Whittingham essentially gave Washington a chance to win the Huskies had no intention of playing for in regulation, and it may end up costing Utah a spot in a postseason bowl game. After the game, Whittingham defended his decision-making by saying he was attempting to be aggressive, suggesting that if Washington really was playing for overtime, they would have taken a knee.

“You’d have to ask Chris that. But if they were not being aggressive they would have taken a knee,” Whittingham explained. “What’s the point in running a play if they’re not going to try to at least maneuver into field goal range. So we called timeout, had them in decent field position, second and eight or second and nine, and one incomplete pass and another timeout if they decide to run the ball. So it was a long shot, but we’re just trying to win and it obviously didn’t work out.

Here’s the play where Utah called the timeout.
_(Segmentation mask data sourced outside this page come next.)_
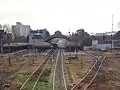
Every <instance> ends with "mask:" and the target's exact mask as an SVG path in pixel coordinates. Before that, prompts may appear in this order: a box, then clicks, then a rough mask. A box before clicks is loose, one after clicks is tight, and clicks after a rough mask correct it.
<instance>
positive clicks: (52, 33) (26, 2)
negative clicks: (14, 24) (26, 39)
mask: <svg viewBox="0 0 120 90" xmlns="http://www.w3.org/2000/svg"><path fill="white" fill-rule="evenodd" d="M119 3H120V1H119V0H0V23H1V24H5V23H6V24H10V25H13V24H16V22H18V21H19V22H22V23H23V24H27V25H30V26H31V28H32V29H34V30H36V29H42V28H47V29H48V30H49V32H50V33H51V34H53V33H54V32H55V31H56V30H60V31H61V32H62V33H63V34H68V32H69V31H70V32H71V33H72V32H75V31H76V30H77V29H80V28H83V29H85V31H86V32H89V33H102V32H111V31H112V14H113V15H114V18H113V21H114V25H113V26H114V31H118V30H119V28H118V27H119V26H120V25H118V22H120V5H119Z"/></svg>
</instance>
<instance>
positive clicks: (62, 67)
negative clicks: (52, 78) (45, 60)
mask: <svg viewBox="0 0 120 90" xmlns="http://www.w3.org/2000/svg"><path fill="white" fill-rule="evenodd" d="M52 90H67V83H66V79H65V70H64V56H63V51H62V49H59V51H58V54H57V58H56V62H55V67H54V72H53V85H52Z"/></svg>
It sure seemed as though Washington had no real intention of playing for a field goal unless Utah made a huge mistake, which as it turned out they did,

Whittingham had no legitimate reason to call for the timeout and admitted it was a decision he would take back given the hindsight of knowing how the game would eventually end.

“In hindsight, I probably wouldn’t have called the timeout,” Whittingham said. “But at the time, we were just trying to be aggressive and get the ball back to a guy who has about a sixty-yard range field goal wise.”

Petersen said after the game they were merely trying to run Myles Gaskin to see if there would be a crack or a big play. That never developed, but the timeout changed the situation for Washington. Petersen, not one to go out and trash an opposing coach over a questionable decision that benefits him, said he understood what Whittingham was trying to do.

“We wanted to run the ball and see if we could pop through with Myles and maybe get a 10-yard run,” Petersen said. “I get what Kyle was trying to do. You have to play aggressive in these situations.”

No, you do not.

There is a time to play with aggression, but this was not the time. Washington was settling on playing overtime, and Whittingham overthought the situation and got burned by it.